Institute History
Description
Formally stunning and compositionally complex, Sugar, Reynold Reynolds's and Patrick Jolley's first feature, is a striking postnarrative, Gothic horror masterpiece. When a woman rents a miserably tiny room, she finds mountains of belongings from the previous tenant, "Anthony," as well as messages on the machine from the landlord, his mother, and a calm, threatening Irishman. As she cleans up the place, she begins to experience uncanny visions, nightmares, and the feeling that Anthony is much closer than she imagined.

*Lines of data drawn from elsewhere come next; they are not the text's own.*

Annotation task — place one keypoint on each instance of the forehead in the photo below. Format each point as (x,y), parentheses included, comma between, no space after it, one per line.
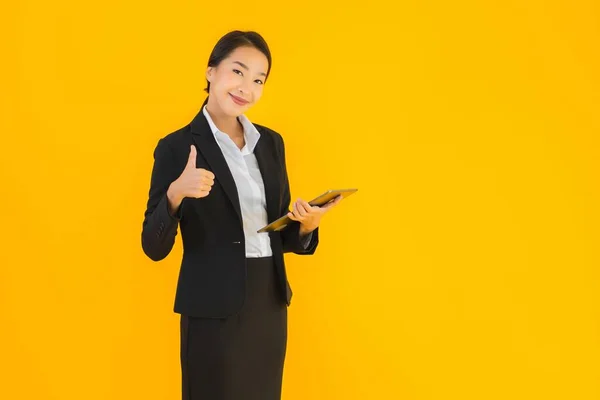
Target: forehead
(250,56)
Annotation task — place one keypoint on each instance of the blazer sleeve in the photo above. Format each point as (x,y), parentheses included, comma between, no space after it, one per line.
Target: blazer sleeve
(159,228)
(290,235)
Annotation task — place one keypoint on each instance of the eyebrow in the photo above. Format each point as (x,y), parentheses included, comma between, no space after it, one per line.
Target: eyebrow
(246,67)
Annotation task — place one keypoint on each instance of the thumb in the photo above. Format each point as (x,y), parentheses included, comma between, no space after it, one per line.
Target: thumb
(192,158)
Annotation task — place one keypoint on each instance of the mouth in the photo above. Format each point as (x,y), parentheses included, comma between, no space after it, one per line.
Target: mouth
(238,100)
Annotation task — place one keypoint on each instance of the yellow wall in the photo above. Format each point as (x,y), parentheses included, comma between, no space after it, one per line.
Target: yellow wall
(465,268)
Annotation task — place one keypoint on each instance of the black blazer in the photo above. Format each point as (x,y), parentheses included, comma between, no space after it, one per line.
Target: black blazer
(213,269)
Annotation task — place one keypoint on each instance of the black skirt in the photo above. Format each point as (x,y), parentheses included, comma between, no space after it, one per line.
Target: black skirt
(240,357)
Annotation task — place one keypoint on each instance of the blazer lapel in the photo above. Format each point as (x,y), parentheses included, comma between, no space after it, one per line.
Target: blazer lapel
(207,145)
(271,173)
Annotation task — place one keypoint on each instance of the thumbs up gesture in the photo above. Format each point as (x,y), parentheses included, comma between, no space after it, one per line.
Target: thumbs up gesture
(193,182)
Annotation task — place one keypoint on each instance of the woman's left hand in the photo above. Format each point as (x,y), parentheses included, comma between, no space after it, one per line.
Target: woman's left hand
(310,216)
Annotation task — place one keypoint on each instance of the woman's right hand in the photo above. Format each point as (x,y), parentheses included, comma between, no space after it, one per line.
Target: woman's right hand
(193,182)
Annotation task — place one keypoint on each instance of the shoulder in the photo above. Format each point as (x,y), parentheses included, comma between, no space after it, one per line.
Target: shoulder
(271,134)
(176,139)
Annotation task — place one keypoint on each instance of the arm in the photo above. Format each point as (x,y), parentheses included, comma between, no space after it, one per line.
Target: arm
(160,225)
(290,235)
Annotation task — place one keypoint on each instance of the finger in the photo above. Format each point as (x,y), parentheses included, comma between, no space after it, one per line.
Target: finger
(192,157)
(304,207)
(297,213)
(332,203)
(207,181)
(207,173)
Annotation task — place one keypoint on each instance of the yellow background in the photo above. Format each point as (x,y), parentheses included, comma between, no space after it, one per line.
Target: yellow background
(466,267)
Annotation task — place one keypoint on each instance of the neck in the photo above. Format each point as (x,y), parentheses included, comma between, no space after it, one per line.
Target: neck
(228,124)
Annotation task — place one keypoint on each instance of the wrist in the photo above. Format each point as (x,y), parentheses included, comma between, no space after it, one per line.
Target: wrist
(305,230)
(173,196)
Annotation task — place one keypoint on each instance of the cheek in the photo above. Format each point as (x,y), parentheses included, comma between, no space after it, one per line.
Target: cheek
(226,82)
(258,92)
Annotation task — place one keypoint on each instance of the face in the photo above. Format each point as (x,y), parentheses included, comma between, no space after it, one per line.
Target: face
(237,83)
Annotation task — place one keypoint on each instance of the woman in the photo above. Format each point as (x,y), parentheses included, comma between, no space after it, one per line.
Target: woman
(220,179)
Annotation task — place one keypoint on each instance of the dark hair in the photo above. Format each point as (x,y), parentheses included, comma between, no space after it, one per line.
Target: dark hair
(231,41)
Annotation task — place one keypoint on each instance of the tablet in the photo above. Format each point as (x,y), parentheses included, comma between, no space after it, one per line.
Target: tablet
(319,201)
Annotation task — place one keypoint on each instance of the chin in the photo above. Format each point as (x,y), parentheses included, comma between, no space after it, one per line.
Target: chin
(233,110)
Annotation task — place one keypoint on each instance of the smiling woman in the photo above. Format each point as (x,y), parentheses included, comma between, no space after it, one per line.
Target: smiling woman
(220,179)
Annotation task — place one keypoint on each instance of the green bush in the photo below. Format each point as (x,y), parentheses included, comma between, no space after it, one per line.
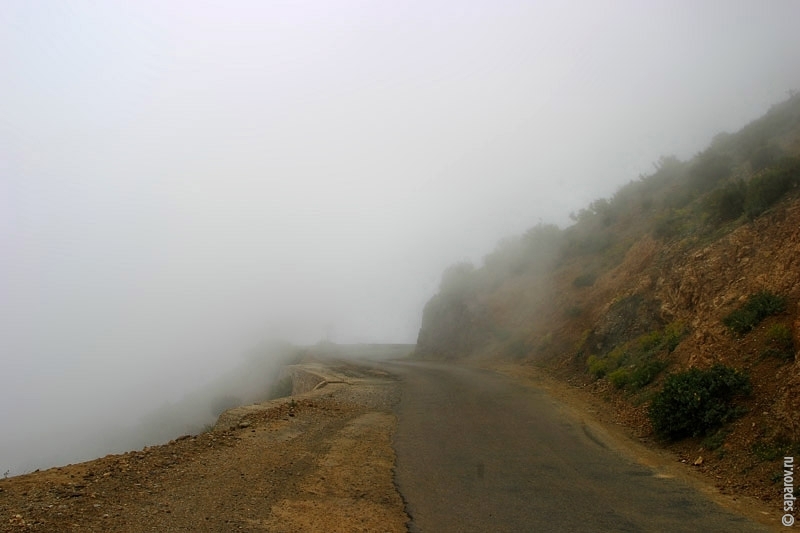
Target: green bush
(770,185)
(757,308)
(694,402)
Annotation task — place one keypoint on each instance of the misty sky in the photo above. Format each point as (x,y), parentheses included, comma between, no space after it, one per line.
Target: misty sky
(180,180)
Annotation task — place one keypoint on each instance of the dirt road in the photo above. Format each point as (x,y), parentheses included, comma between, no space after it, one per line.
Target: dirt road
(321,462)
(477,452)
(469,451)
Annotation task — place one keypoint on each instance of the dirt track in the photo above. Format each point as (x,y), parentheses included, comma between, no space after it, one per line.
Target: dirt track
(476,452)
(320,463)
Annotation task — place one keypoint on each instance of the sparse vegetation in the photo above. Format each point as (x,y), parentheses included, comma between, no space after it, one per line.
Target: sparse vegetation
(771,185)
(715,440)
(758,307)
(779,342)
(584,280)
(635,364)
(694,402)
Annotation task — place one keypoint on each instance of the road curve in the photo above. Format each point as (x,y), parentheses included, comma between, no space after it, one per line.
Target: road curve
(478,453)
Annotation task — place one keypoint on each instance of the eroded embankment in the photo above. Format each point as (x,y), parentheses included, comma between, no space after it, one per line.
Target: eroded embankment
(319,461)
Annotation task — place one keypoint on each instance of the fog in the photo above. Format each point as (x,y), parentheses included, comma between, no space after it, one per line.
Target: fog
(182,182)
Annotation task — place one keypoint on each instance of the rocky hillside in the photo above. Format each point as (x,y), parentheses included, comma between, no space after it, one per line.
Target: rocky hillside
(694,265)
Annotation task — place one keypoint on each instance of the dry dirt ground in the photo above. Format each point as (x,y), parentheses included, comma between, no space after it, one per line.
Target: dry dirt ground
(625,430)
(320,462)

Samara Golden gives a brilliantly unsettling performance; with no one to talk to, her sanity is eroded by a confrontation with her own body in this confining space, the size of a postage stamp. The mise-en-scène is like a filthy fishbowl; a fourth wall of grimy shop glass catches graffiti and backlights the woman, while the omnipresent shadows of street figures begging, pissing, and quarreling heighten the visual distance of this odd girl-woman from the world.
Terror haunts her sweaty-summer mind as she ritualistically cleans the room, strips to old-fashioned bra and panties, climbs in the fridge to cool down, and makes pudding. Sugar is a terrifying, intoxicating cockroach-eye view into the sweet surrender of hysteria and comforts of urban claustrophobia that will have you crawling out of your skin.